On Mon, Mar 05, 2012 at 04:46:28PM -0500, Ted Ts'o wrote:
> I've added ecryptfs to the list since this looks like it's caused by
> ecryptfs (i.e., it won't happen without ecryptfs).
>
> This seems to be caused by an munmap of an ecryptfs file, which has
> dirty pages; ecryptfs is then calling into ext4 while the mmap is
> still holding the mmap_sem, and then when ext4 calls the generic
> function generic_file_aio_write(), it tries to grab the inode's
> i_mutex, and that's what's causing the possible circular locking
> dependency.
>
> The other locking order is caused by vfs_readdir() grabbing i_mutex,
> and then filldir() calling writing to user memory, which means it
> calls might_fault(), and might_fault() calls
> might_lock_read(&current->mm->mmap_sem) since if the page needs to be
> faulted in, *that* will require taking a read lock of mmap_sem.
>
> In any case, all of the locks in question are being taken by generic
> code, and it's the fact that ecryptfs needs to try to initiate page
> writeout at munmap() time, which holds mmap_sem, which is causing the
> circular dependency.
>
> i.e., this particular problem can and will happen with any file system
> (which uses generic filemap infrastructure); ext4 just happens to
> appear in the stack trace because that's the underlying file system
> used by ecryptfs.
>
> Regards,
>
> - Ted
>
> On Mon, Mar 05, 2012 at 04:08:55PM -0500, Miles Lane wrote:
> > [ 107.839605] [ INFO: possible circular locking dependency detected ]

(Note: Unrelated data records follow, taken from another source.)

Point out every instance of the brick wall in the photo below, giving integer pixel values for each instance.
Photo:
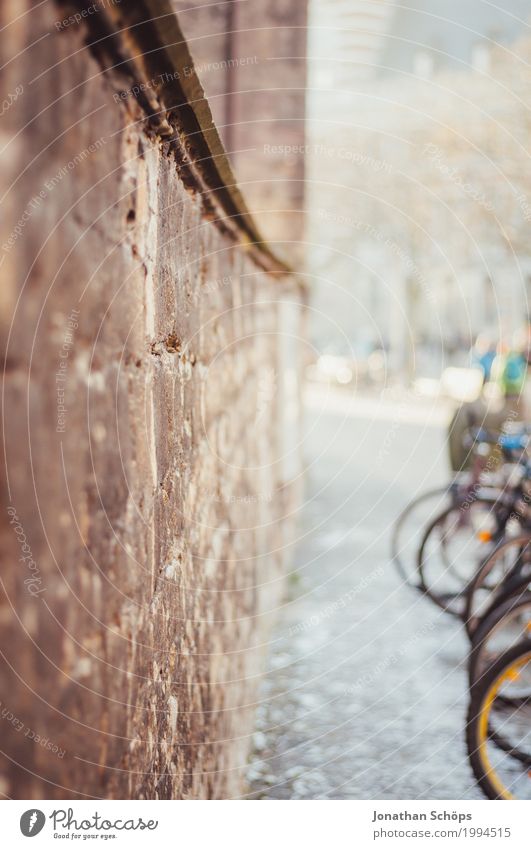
(143, 534)
(252, 57)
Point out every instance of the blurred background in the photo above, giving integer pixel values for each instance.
(418, 210)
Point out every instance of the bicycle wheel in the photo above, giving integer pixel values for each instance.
(453, 546)
(503, 571)
(500, 704)
(408, 529)
(497, 632)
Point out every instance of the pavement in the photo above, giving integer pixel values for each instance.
(365, 694)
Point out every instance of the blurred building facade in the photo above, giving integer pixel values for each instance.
(419, 197)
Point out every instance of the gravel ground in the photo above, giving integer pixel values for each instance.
(365, 694)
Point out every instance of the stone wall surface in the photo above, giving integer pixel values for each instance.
(143, 532)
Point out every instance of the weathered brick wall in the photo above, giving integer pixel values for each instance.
(253, 60)
(142, 535)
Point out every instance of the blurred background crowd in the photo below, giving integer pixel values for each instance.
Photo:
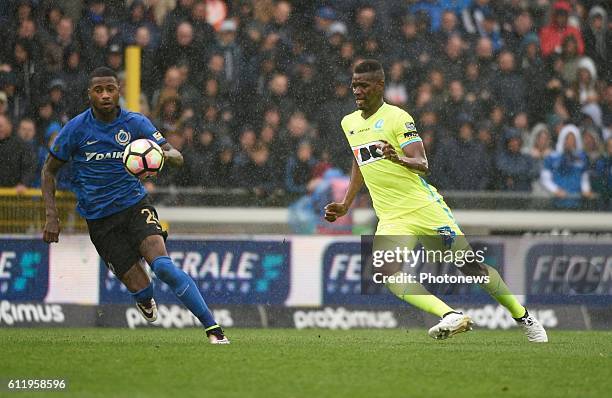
(512, 95)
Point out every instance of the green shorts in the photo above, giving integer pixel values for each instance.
(434, 226)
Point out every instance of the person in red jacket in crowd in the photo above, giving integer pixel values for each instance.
(553, 34)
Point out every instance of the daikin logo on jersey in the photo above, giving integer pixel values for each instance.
(89, 156)
(230, 272)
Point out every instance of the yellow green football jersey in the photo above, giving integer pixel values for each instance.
(396, 191)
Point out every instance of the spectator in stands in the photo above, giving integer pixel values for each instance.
(306, 89)
(585, 81)
(17, 103)
(565, 171)
(455, 107)
(182, 48)
(18, 156)
(137, 18)
(299, 167)
(553, 34)
(114, 58)
(256, 174)
(539, 144)
(265, 62)
(95, 51)
(522, 27)
(508, 87)
(396, 90)
(593, 147)
(298, 129)
(598, 41)
(203, 31)
(223, 169)
(516, 170)
(570, 56)
(233, 64)
(75, 79)
(602, 177)
(462, 163)
(200, 159)
(64, 33)
(168, 118)
(47, 123)
(28, 72)
(94, 14)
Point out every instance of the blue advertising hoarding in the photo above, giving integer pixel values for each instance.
(24, 269)
(226, 272)
(569, 273)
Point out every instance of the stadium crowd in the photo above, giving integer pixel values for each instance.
(511, 95)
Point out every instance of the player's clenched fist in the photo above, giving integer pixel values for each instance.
(335, 210)
(388, 151)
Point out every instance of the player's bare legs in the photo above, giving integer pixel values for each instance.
(498, 289)
(138, 282)
(153, 249)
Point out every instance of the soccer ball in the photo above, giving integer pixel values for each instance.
(143, 158)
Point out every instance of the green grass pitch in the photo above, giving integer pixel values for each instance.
(309, 363)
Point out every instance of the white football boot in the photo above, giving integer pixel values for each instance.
(533, 329)
(450, 325)
(217, 336)
(148, 310)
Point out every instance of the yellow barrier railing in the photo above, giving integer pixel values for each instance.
(25, 212)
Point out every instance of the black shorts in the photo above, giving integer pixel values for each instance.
(117, 237)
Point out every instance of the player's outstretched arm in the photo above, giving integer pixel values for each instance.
(48, 178)
(172, 156)
(414, 156)
(335, 209)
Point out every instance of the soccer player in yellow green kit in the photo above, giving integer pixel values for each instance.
(389, 157)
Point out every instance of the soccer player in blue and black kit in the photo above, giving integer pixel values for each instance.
(122, 223)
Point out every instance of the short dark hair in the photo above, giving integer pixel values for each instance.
(102, 71)
(370, 66)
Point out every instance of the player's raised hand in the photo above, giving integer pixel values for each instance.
(51, 230)
(388, 151)
(334, 210)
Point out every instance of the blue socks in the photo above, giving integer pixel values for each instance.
(184, 288)
(143, 295)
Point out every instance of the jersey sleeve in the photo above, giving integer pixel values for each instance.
(64, 145)
(149, 131)
(405, 130)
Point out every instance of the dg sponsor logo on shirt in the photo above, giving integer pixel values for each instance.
(24, 269)
(123, 137)
(226, 272)
(367, 153)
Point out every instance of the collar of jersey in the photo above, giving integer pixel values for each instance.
(101, 123)
(378, 110)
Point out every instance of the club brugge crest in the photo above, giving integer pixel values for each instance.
(123, 137)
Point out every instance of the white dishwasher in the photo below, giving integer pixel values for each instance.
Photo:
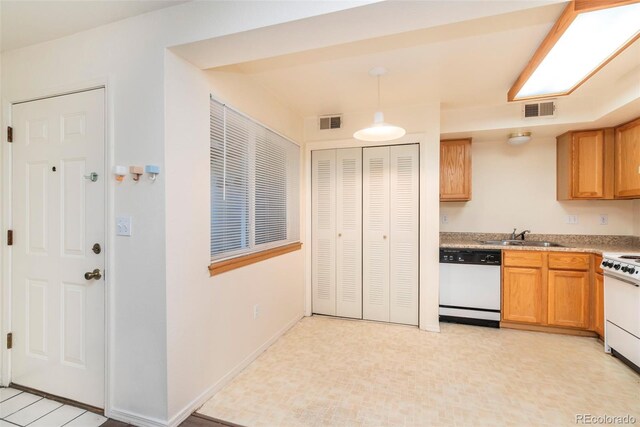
(470, 286)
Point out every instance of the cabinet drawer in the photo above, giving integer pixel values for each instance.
(569, 261)
(522, 259)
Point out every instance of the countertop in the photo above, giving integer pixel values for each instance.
(596, 244)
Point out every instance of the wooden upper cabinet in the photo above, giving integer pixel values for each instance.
(585, 165)
(455, 170)
(627, 160)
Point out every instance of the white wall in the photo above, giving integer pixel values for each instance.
(515, 186)
(212, 333)
(423, 125)
(129, 57)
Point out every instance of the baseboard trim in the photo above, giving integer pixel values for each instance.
(216, 387)
(431, 327)
(134, 419)
(548, 329)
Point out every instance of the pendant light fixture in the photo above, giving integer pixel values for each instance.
(519, 138)
(379, 130)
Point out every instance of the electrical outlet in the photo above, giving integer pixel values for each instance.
(571, 219)
(123, 226)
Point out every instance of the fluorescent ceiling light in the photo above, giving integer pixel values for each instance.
(519, 138)
(578, 45)
(379, 130)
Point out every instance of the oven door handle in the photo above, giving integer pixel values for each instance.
(622, 280)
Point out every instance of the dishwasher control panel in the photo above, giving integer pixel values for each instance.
(470, 256)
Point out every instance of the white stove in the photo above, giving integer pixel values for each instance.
(622, 306)
(626, 266)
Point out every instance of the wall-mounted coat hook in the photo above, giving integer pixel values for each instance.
(120, 172)
(136, 171)
(153, 171)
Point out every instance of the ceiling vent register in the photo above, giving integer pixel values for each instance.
(539, 109)
(330, 122)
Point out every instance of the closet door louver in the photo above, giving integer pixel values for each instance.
(375, 242)
(323, 263)
(349, 229)
(404, 211)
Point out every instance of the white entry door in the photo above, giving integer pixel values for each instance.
(59, 235)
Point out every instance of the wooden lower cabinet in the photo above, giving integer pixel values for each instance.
(551, 291)
(568, 299)
(598, 303)
(522, 294)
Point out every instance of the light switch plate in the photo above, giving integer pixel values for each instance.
(571, 219)
(123, 226)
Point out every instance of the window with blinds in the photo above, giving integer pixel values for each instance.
(255, 176)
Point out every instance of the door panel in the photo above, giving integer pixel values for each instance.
(627, 160)
(568, 298)
(404, 173)
(349, 226)
(522, 294)
(455, 170)
(58, 215)
(375, 249)
(323, 264)
(588, 167)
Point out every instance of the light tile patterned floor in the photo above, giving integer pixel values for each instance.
(18, 408)
(333, 372)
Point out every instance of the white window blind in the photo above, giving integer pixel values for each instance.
(255, 176)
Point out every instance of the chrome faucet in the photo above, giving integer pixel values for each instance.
(515, 236)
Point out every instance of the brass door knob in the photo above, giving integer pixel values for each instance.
(95, 274)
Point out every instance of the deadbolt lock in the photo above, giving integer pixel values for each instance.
(93, 177)
(95, 274)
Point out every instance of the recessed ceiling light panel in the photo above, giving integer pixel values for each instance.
(590, 40)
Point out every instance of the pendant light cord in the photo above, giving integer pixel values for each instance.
(378, 92)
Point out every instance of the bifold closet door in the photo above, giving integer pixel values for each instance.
(404, 175)
(375, 233)
(349, 228)
(323, 218)
(390, 233)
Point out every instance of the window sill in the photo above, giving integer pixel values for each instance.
(220, 267)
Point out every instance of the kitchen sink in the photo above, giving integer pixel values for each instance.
(521, 243)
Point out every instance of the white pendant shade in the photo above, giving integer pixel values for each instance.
(379, 130)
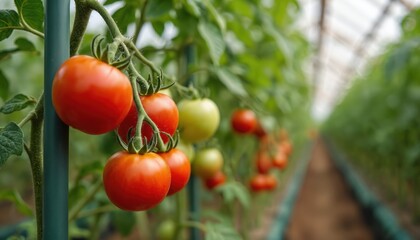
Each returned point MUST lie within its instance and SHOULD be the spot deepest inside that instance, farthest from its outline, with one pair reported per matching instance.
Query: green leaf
(4, 86)
(230, 80)
(124, 16)
(192, 7)
(215, 14)
(124, 222)
(9, 19)
(17, 103)
(24, 44)
(234, 190)
(32, 12)
(213, 38)
(156, 9)
(11, 142)
(14, 197)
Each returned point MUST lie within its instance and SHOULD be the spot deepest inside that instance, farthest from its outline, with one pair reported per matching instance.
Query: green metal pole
(55, 184)
(193, 187)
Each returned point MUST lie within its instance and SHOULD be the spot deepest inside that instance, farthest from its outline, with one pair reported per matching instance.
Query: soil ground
(325, 208)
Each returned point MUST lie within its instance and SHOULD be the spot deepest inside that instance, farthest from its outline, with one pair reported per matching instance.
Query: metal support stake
(193, 187)
(55, 184)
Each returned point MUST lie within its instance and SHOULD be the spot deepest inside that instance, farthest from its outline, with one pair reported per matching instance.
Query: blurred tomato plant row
(224, 98)
(377, 122)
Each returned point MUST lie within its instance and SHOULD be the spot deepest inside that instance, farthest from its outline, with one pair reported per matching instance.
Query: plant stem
(36, 159)
(81, 21)
(143, 224)
(140, 24)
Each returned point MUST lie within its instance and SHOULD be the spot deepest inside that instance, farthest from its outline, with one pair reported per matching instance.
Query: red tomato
(216, 180)
(280, 160)
(180, 169)
(163, 112)
(136, 182)
(270, 182)
(244, 121)
(263, 162)
(90, 95)
(258, 183)
(259, 131)
(287, 147)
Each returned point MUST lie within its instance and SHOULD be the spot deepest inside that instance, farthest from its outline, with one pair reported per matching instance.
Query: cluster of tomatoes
(271, 153)
(95, 97)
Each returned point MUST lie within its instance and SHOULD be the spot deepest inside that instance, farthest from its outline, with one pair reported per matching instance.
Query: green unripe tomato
(198, 119)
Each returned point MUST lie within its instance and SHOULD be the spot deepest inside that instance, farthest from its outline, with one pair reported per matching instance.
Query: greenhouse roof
(346, 34)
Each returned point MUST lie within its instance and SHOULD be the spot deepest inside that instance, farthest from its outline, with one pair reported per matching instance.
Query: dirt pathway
(325, 208)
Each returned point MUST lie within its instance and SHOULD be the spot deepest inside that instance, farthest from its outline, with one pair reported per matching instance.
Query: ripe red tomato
(207, 162)
(244, 121)
(280, 159)
(286, 146)
(163, 112)
(270, 182)
(216, 180)
(258, 183)
(259, 131)
(136, 182)
(263, 182)
(90, 95)
(198, 119)
(180, 169)
(263, 162)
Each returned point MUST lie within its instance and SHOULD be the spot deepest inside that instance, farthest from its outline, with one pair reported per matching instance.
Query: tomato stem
(140, 23)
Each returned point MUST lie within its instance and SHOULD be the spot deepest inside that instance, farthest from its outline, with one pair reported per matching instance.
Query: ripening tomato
(263, 162)
(163, 112)
(207, 162)
(180, 169)
(244, 121)
(216, 180)
(135, 182)
(90, 95)
(198, 119)
(258, 183)
(280, 159)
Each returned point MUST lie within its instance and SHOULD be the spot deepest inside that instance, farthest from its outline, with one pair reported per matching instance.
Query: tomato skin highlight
(207, 162)
(244, 121)
(90, 95)
(180, 169)
(216, 180)
(198, 119)
(136, 182)
(161, 109)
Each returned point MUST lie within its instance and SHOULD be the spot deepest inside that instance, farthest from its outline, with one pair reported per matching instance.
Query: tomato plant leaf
(234, 190)
(32, 12)
(17, 103)
(124, 222)
(9, 19)
(192, 7)
(213, 38)
(157, 9)
(4, 86)
(11, 142)
(24, 44)
(215, 14)
(230, 80)
(14, 197)
(124, 16)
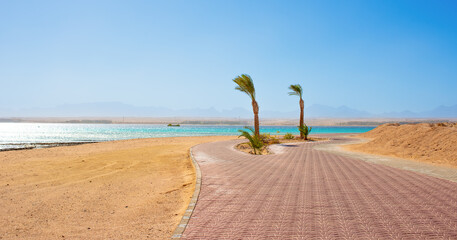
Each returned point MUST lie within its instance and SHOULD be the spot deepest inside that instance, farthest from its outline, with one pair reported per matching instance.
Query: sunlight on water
(23, 133)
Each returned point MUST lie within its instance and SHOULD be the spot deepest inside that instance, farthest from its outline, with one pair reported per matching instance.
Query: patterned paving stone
(304, 193)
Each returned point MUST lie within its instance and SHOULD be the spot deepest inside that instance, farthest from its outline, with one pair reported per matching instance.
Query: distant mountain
(116, 109)
(322, 111)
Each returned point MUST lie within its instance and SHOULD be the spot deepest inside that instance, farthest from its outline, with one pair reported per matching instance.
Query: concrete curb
(177, 234)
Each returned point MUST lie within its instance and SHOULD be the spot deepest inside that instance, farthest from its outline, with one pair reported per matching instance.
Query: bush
(288, 136)
(266, 138)
(305, 130)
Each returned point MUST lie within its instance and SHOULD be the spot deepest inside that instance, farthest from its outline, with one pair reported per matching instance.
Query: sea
(36, 135)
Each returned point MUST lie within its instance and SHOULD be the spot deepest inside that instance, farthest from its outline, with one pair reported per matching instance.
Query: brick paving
(303, 193)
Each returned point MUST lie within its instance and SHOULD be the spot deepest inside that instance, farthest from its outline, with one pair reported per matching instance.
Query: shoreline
(126, 189)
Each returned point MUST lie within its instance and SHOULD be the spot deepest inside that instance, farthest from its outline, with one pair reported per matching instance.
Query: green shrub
(288, 136)
(267, 139)
(305, 130)
(254, 141)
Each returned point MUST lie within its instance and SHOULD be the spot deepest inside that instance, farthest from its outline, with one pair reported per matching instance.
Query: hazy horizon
(371, 56)
(315, 111)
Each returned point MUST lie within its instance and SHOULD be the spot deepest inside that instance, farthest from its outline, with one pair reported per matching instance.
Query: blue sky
(377, 56)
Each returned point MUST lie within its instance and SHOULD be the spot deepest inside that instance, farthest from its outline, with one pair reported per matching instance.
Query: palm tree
(246, 85)
(254, 141)
(297, 90)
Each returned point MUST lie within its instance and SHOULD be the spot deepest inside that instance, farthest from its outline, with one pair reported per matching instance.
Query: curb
(177, 234)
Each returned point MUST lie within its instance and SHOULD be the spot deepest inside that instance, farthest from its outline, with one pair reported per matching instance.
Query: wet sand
(132, 189)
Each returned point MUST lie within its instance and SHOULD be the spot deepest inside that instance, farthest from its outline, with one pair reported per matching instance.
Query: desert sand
(432, 143)
(132, 189)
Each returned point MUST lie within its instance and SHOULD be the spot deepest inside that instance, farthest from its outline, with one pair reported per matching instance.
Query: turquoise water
(22, 133)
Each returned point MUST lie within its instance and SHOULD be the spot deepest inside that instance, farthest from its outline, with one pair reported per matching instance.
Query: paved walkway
(304, 193)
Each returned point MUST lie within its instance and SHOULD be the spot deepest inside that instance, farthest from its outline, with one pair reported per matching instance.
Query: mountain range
(116, 109)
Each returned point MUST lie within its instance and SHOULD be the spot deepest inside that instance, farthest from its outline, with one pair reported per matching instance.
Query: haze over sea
(19, 135)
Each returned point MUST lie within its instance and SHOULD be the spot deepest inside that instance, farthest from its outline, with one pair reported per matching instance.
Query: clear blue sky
(376, 56)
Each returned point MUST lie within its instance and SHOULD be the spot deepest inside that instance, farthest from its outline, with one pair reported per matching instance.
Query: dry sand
(432, 143)
(132, 189)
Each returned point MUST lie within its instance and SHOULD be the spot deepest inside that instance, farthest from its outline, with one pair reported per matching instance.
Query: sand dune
(133, 189)
(433, 143)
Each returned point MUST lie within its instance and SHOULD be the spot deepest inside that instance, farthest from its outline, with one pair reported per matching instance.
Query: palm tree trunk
(302, 106)
(255, 108)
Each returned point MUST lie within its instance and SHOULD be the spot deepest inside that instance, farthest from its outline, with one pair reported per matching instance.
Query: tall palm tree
(246, 85)
(297, 90)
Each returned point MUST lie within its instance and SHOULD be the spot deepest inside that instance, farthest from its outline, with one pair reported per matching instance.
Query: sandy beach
(431, 143)
(132, 189)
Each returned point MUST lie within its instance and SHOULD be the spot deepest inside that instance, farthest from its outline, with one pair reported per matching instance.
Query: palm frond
(296, 90)
(245, 85)
(305, 130)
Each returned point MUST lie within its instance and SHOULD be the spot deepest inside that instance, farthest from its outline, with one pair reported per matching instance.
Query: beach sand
(431, 143)
(132, 189)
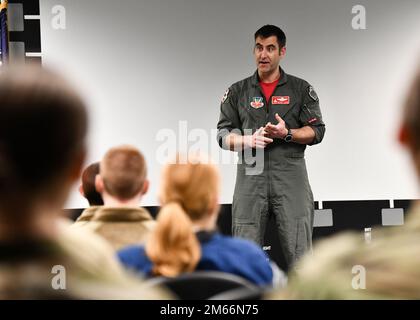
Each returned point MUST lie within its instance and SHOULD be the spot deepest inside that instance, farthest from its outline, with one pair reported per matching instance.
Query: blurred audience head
(189, 197)
(87, 189)
(43, 124)
(410, 127)
(122, 174)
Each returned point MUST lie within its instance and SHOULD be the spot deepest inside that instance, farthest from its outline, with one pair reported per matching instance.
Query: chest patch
(280, 100)
(257, 102)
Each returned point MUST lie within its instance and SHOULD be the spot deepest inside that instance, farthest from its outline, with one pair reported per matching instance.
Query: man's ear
(145, 188)
(77, 166)
(283, 52)
(99, 183)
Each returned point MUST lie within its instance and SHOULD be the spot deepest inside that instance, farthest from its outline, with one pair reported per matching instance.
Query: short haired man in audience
(88, 190)
(122, 182)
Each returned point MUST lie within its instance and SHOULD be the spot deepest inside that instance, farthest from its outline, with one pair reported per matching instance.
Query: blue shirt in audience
(218, 253)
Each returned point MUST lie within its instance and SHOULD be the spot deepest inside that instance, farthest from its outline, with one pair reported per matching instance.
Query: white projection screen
(155, 69)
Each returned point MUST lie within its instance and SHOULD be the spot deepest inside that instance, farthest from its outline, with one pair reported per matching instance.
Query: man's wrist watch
(289, 135)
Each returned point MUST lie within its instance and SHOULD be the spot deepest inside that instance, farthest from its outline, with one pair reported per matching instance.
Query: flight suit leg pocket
(303, 237)
(248, 231)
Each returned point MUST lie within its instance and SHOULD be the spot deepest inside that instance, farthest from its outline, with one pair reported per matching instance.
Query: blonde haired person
(185, 238)
(122, 182)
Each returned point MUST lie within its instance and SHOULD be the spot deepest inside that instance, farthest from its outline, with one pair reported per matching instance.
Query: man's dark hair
(412, 111)
(88, 184)
(43, 124)
(270, 30)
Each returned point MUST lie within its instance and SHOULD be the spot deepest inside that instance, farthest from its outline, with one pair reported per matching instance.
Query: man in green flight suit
(269, 119)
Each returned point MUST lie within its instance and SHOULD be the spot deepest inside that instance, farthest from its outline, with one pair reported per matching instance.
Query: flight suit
(281, 187)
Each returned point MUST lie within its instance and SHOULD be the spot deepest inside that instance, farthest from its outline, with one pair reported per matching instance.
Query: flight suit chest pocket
(252, 112)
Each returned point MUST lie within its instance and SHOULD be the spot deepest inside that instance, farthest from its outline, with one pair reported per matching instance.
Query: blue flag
(4, 32)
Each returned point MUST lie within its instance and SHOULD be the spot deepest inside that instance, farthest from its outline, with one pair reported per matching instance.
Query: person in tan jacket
(122, 182)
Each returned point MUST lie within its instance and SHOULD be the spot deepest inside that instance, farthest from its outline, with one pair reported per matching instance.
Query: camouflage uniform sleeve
(229, 118)
(310, 114)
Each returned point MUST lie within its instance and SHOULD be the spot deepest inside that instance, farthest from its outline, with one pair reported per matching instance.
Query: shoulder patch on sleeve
(312, 93)
(225, 96)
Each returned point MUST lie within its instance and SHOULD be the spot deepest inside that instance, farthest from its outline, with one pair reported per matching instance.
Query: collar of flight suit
(282, 80)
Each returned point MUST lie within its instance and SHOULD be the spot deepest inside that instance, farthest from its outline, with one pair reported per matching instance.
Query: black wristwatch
(288, 136)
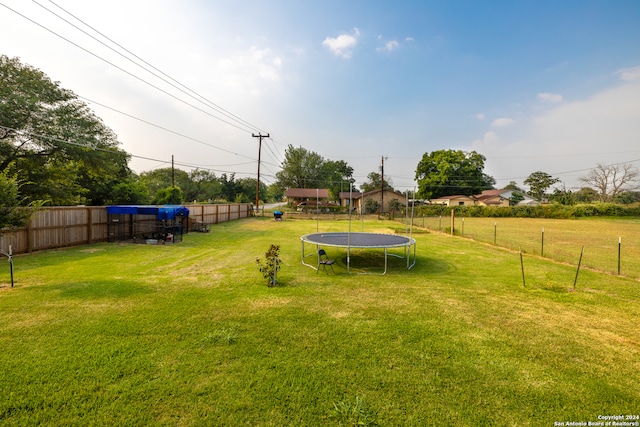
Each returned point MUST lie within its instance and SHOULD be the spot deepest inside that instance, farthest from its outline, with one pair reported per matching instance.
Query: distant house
(501, 198)
(381, 197)
(306, 196)
(486, 198)
(457, 200)
(353, 199)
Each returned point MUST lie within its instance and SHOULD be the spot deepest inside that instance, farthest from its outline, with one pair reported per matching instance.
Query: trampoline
(362, 241)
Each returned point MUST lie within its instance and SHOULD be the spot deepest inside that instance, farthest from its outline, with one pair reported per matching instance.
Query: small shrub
(271, 265)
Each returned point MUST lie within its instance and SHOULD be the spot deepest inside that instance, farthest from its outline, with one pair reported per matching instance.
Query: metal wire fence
(610, 245)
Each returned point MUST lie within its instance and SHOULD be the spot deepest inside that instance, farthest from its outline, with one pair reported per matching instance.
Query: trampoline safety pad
(361, 241)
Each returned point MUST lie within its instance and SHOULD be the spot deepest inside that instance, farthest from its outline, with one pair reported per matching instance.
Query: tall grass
(189, 334)
(558, 239)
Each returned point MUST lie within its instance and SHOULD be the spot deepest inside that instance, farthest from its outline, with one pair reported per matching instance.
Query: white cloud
(502, 122)
(389, 46)
(550, 97)
(344, 44)
(629, 74)
(249, 70)
(568, 139)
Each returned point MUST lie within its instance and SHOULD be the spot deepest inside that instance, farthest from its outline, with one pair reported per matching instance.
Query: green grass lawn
(189, 334)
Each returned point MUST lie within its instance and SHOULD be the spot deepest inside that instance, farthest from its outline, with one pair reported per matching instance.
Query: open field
(189, 334)
(562, 239)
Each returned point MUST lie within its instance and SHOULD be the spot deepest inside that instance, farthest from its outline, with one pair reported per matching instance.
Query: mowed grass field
(189, 334)
(559, 239)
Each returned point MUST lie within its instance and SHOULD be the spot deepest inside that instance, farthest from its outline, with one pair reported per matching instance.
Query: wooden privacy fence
(57, 227)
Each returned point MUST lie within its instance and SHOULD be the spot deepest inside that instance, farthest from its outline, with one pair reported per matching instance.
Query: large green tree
(14, 210)
(611, 180)
(302, 168)
(539, 182)
(53, 141)
(452, 172)
(374, 182)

> > [ 107.839608] 3.3.0-rc6+ #14 Not tainted
> > [ 107.839609] -------------------------------------------------------
> > [ 107.839611] gvfsd-metadata/2314 is trying to acquire lock:
> > [ 107.839612] (&sb->s_type->i_mutex_key#13){+.+.+.}, at:
> > [<ffffffff810ae65a>] generic_file_aio_write+0x45/0xbc
> > [ 107.839622]
> > [ 107.839623] but task is already holding lock:
> > [ 107.839624] (&mm->mmap_sem){++++++}, at: [<ffffffff810ca534>]
> > sys_munmap+0x36/0x5b
> > [ 107.839630]
> > [ 107.839630] which lock already depends on the new lock.
> > [ 107.839631]
> > [ 107.839632]
> > [ 107.839632] the existing dependency chain (in reverse order) is:
> > [ 107.839634]
> > [ 107.839634] -> #1 (&mm->mmap_sem){++++++}:
> > [ 107.839638] [<ffffffff8107402d>] lock_acquire+0x8a/0xa7
> > [ 107.839642] [<ffffffff810c3363>] might_fault+0x7b/0x9e
> > [ 107.839646] [<ffffffff810f5246>] filldir+0x6a/0xc2
> > [ 107.839649] [<ffffffff81143b91>] call_filldir+0x91/0xb8
> > [ 107.839653] [<ffffffff81143eb2>] ext4_readdir+0x1b2/0x519
> > [ 107.839656] [<ffffffff810f548c>] vfs_readdir+0x76/0xac
> > [ 107.839658] [<ffffffff810f559e>] sys_getdents+0x79/0xc9
> > [ 107.839661] [<ffffffff813a1fb9>] system_call_fastpath+0x16/0x1b
> > [ 107.839665]
> > [ 107.839665] -> #0 (&sb->s_type->i_mutex_key#13){+.+.+.}:
> > [ 107.839669] [<ffffffff81073918>] __lock_acquire+0xa81/0xd75
> > [ 107.839672] [<ffffffff8107402d>] lock_acquire+0x8a/0xa7
> > [ 107.839675] [<ffffffff8139acfe>] __mutex_lock_common+0x61/0x456
> > [ 107.839679] [<ffffffff8139b1da>] mutex_lock_nested+0x36/0x3b
> > [ 107.839681] [<ffffffff810ae65a>] generic_file_aio_write+0x45/0xbc
> > [ 107.839684] [<ffffffff8114478e>] ext4_file_write+0x1e2/0x23a
> > [ 107.839687] [<ffffffff810e5bb5>] do_sync_write+0xbd/0xfd
> > [ 107.839691] [<ffffffff810e6333>] vfs_write+0xa7/0xee
> > [ 107.839694] [<ffffffffa037f266>]
> > ecryptfs_write_lower+0x4e/0x73 [ecryptfs]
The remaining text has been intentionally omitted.